I would like to have a contactless distance sensor with 10um accuracy at a distance of about 200mm. The displacements I am trying to measure are <5mm, so the 200mm are only needed because I cannot get closer. The needed measurement frequency is low (10Hz is sufficient).
So far I used an ultrasonic sensor for this application, but the accuracy is limited to about ~100um. The displacements. So I was thinking about triangulation sensors. This one for instance would perfectly fit my application: https://sensorpartners.com/en/product/sensor-instruments-l-las-lt-130-sl/
It is only very expensive. My budget is about E100,-
@TomGeorge I would like to measure the deformations of a cylinder under aerodynamics loads (thats why I would like to take a distance of about 200mm). I know my deformations are in the range of 0.0-0.5mm (by means of the measurements I did previously with an ultrasonic sensor)
@robtillaart I know the datasheet is lacking info. That is why I am asking on this forum for anyone with experience with this sensor.
@jremington you could be right that 10um is unrealistic for E100,-. But usually hobby electronics are much cheaper then industrial ones
Here are the specs for that ultrasonic sensor. You seem to be overstating the accuracy (which is stated as 1%, usually interpreted as percent of full scale, so +/- 3.5 mm for 350 mm), so I'm wondering if you are confusing resolution with accuracy.

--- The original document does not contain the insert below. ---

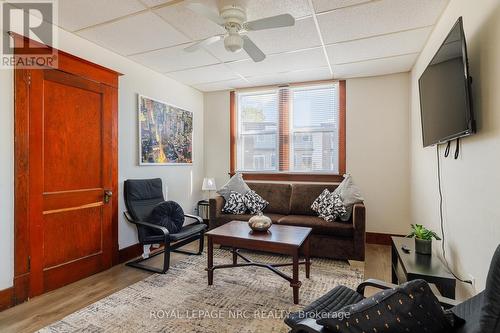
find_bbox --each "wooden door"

resolution 0.025 mm to 0.17 mm, depending on the analogue window reproducibility ± 0.15 % accuracy ± 1 % (temperature drift internally compensated)

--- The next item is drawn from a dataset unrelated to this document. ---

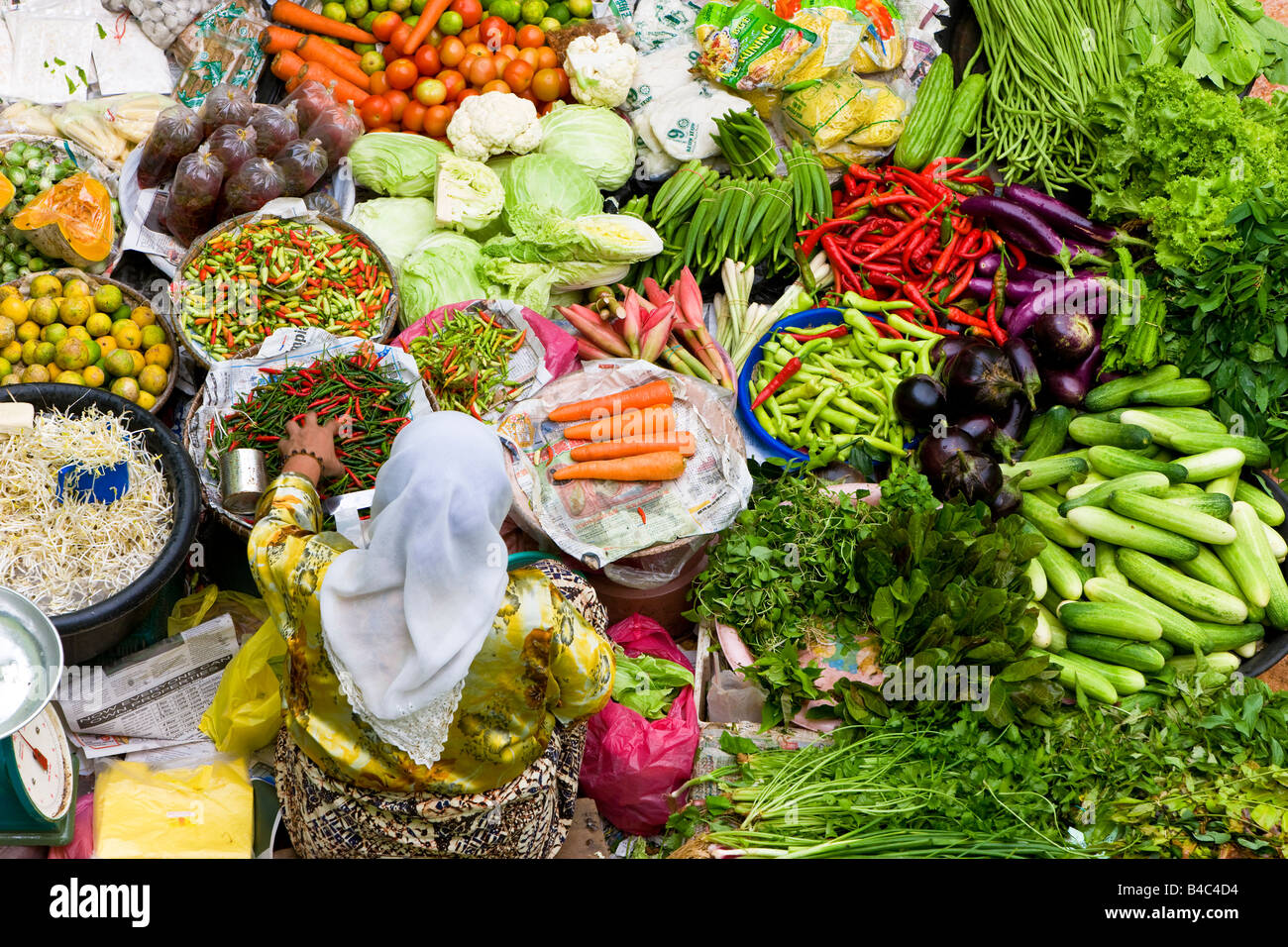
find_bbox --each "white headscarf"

For sensors, accuracy is absolute, referred to international standards and requires calibration. Expect to pay 10x for each factor of 10 increase in certified accuracy.

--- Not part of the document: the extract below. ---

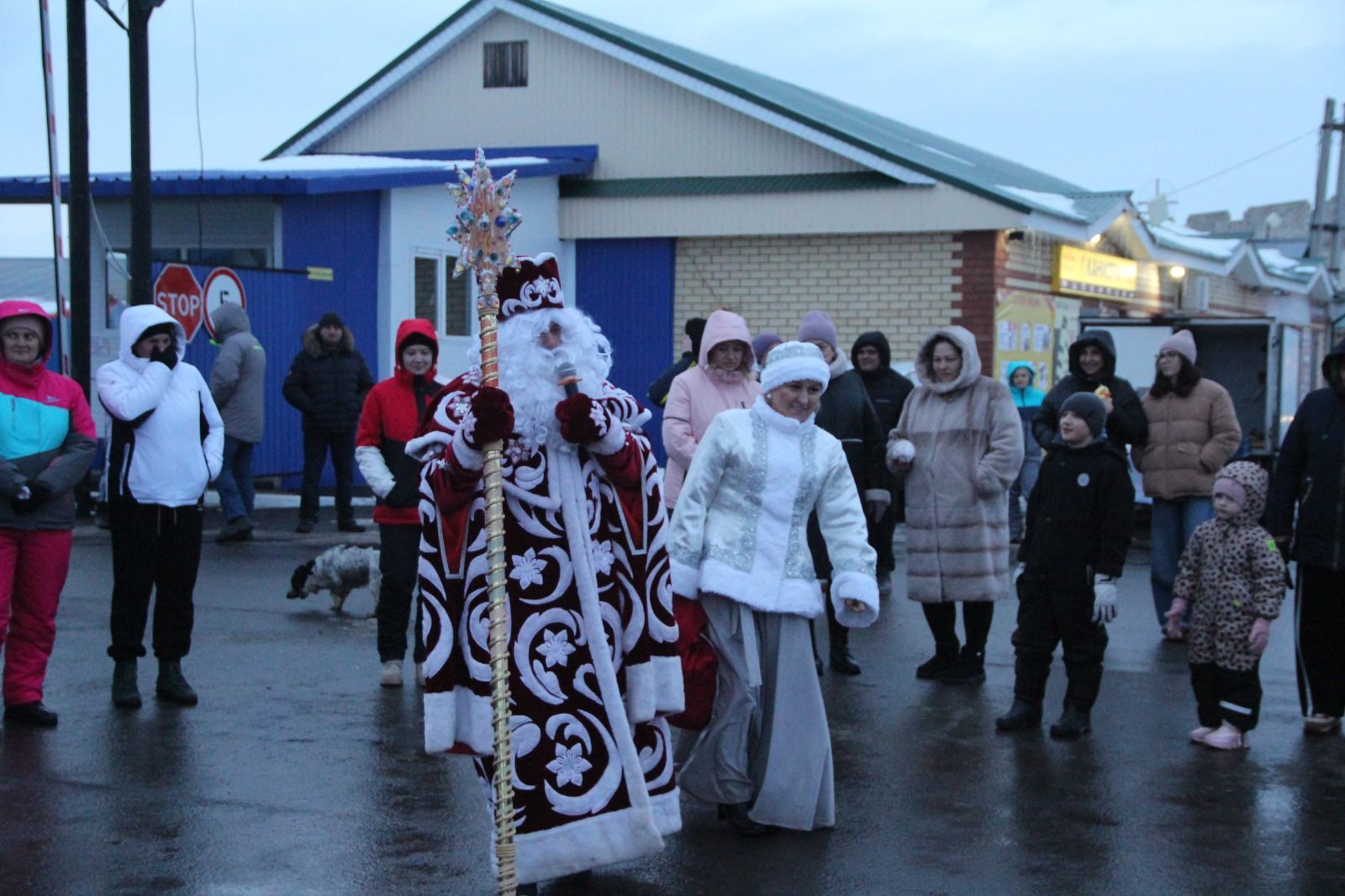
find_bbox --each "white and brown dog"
[285,545,382,614]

Why I can use the ultrasonic sensor is that I am only measuring deformations. So first I wait for half an hour to make sure my setup is thermally stable. Next I calibrate my sensor to zero when no load is applied (so that is why I am not concerned about accuracy). Finally, I average over a lot of samples to increase the precision to about 0.1mm.
Glad to have that cleared up. Manufacturers of professional equipment charge for the certified accuracy, so you can save some money by looking at the precision (sometimes referred to as repeatability) instead.
For a factor of 10X increase in precision with ultrasonic sensors, the frequency has to increase, so look in the 3-4 MHz range.
So you would prefer an ultrasonic sensor with MHz transducer frequency over a laser triangulation sensor?
I have done a quick google search, but I cannot find a ultrasonic sensor with MHz frequency. Do they have a specific name? Do you have any suggestions?
Thanks a lot by the way for your helpful responses!
The attenuation coefficient for ultrasound in air is 12 dB/cm/MHz, so it could be used in air for short (cm) distances. But again, probably not generally practical.
The uncertainty you are looking for is not unrealistic but I do not see it happening on your proposed budget. In the past I have used Micro Epsilon Lazer Measuring Systems but they are way, way beyond your budget. I don't know of anything at a low cost that will give you what you want.
Nice to see the issue of accuracy verse precision worked out. jremington did an excellent explanation on that subject.
This application note doesn't give any data on linearity or precision, but I'd expect it to be pretty linear over short distances.
The application is using a linear Hall effect sensor to measure displacement by measuring the flux density of a magnetic field. The distance between the sensor and magnet can thus be calculated.
It's an approach I've always wanted to experiment with but never had the time. That and I only have equipment that can measure down to 0.0001"
Arduino application: you can use a high resolution A/D converter to measure the Hall sensor output. It will require a bit of experimentation, but it might yield surprisingly accurate results.
@Ron_Blain I guess you are right. The only way forward is revisiting my budget.
@TomGeorge thank you for your suggestion. I could probably improve a little by using high frequency ultrasonic devices. laser time of flight sensors are definately not precise enough.
@cedarlakeinstruments I like your suggestion of the use of an hall effect sensor. I expect quite some issues with temperature drift, but it should be doable. But it will probably a project on its own.